Mercredi, son avocat, Me Frank Adario, a tenté de démontrer à la juge Julie Riendeau de la Cour du Québec que la police n'avait pas assez d'éléments démontrant que Leonardo Rizzuto était impliqué dans le trafic de drogue pour obtenir un mandat leur permettant de fouiller sa maison. Jeudi, c'était au tour de la Poursuite d'exposer ses arguments.

Un tout

« Pris séparément, les éléments contenus dans l'affidavit ne démontrent pas tout, mais ils doivent être regardés dans leur entièreté. Il y a une grande relation entre Stefano Sollecito (parrain intérimaire de la mafia à l'automne 2015 selon la police) et Leonardo Rizzuto.
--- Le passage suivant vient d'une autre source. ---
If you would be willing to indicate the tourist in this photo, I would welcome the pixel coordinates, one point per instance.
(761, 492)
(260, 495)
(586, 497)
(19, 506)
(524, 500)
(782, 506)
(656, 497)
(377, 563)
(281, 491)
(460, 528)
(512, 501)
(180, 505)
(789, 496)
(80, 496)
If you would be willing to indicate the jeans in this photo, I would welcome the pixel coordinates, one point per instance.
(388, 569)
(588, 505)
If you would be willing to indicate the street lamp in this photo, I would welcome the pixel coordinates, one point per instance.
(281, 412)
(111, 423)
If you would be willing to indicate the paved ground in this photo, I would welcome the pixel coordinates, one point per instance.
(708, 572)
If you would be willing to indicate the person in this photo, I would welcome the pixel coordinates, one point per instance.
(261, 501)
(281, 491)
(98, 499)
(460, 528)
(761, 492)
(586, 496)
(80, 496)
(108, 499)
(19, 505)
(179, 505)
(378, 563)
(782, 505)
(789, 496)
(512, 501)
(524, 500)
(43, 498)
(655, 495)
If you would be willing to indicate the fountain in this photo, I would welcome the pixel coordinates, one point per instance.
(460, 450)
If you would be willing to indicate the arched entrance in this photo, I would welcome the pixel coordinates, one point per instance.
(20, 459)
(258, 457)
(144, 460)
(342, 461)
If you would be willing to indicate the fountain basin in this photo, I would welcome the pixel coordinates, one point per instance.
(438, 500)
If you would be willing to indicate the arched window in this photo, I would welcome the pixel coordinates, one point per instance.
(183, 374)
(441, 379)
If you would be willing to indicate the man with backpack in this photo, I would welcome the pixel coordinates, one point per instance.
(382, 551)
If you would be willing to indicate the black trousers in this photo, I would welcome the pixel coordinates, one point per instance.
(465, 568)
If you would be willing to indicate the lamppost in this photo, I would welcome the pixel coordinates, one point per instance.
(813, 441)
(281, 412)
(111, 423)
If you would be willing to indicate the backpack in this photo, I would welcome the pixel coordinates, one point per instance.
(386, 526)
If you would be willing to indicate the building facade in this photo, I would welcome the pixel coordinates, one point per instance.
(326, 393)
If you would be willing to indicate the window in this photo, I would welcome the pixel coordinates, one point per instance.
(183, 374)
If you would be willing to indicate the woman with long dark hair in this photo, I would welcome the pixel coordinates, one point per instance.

Il a y a une grande association avec des gens qui sont impliqués dans le trafic de stupéfiants, qui eux-mêmes ont des liens avec d'autres gens impliqués dans le trafic de stupéfiants », a vulgarisé Me Matthew Ferguson.

Le procureur a longuement épluché les paragraphes de l'affidavit au soutien du mandat de perquisition. Il a insisté sur les fréquentations et l'entourage de Leonardo Rizzuto.

Il a notamment souligné le fait qu'à cinq reprises, à la fin de 2014 et en 2015, Leonardo Rizzuto a rencontré Gregory Woolley, un chef de gang impliqué dans le trafic de drogue, et qu'il a également été observé en train de rencontrer Marco Pizzi et Erasmo Crivello, deux individus impliqués dans l'importation et le trafic de drogue selon la police.

Me Ferguson a repris à son compte les informations de la source policière JJ voulant que Leonardo Rizzuto était l'un des « décideurs » du crime organisé traditionnel italien.

Un PGP

Contrairement à ce que Me Adario avançait dans sa plaidoirie, Me Ferguson croit que Leonardo possédait, comme les autres suspects, un appareil PGP (Pretty Good Privacy), c'est-à-dire un téléphone de type BlackBerry dont les fonctions vocales ont été enlevées, sur lequel les criminels s'échangent exclusivement des messages cryptés et qu'ils surnomment « machines ». Les messages passent par des serveurs qui se trouvent à l'extérieur du Canada et seuls les détenteurs de PGP au sein d'un même groupe peuvent s'échanger entre eux.

« Un jour, la conjointe de Stefano Sollecito a appelé la mère de Leonardo Rizzuto pour qu'elle demande à ce dernier de communiquer rapidement avec lui sur sa machine. Cela signifie que M. Rizzuto était aussi en possession d'un PGP ».

« Si vous mettez tout ça dans le contexte d'une organisation, les informations de la source JJ qui dit qu'il est un décideur, que les suspects utilisent des PGP, on commence à voir les liens entre les individus, puis la présence de M. Rizzuto. Tout porte à croire qu'ils sont dans des affaires de trafic de stupéfiants », a conclu le procureur.

Sa collègue, Me Marie-Christine Godbout, terminera la plaidoirie de la Poursuite demain matin. Par la suite, la juge Riendeau prendra la cause en délibéré.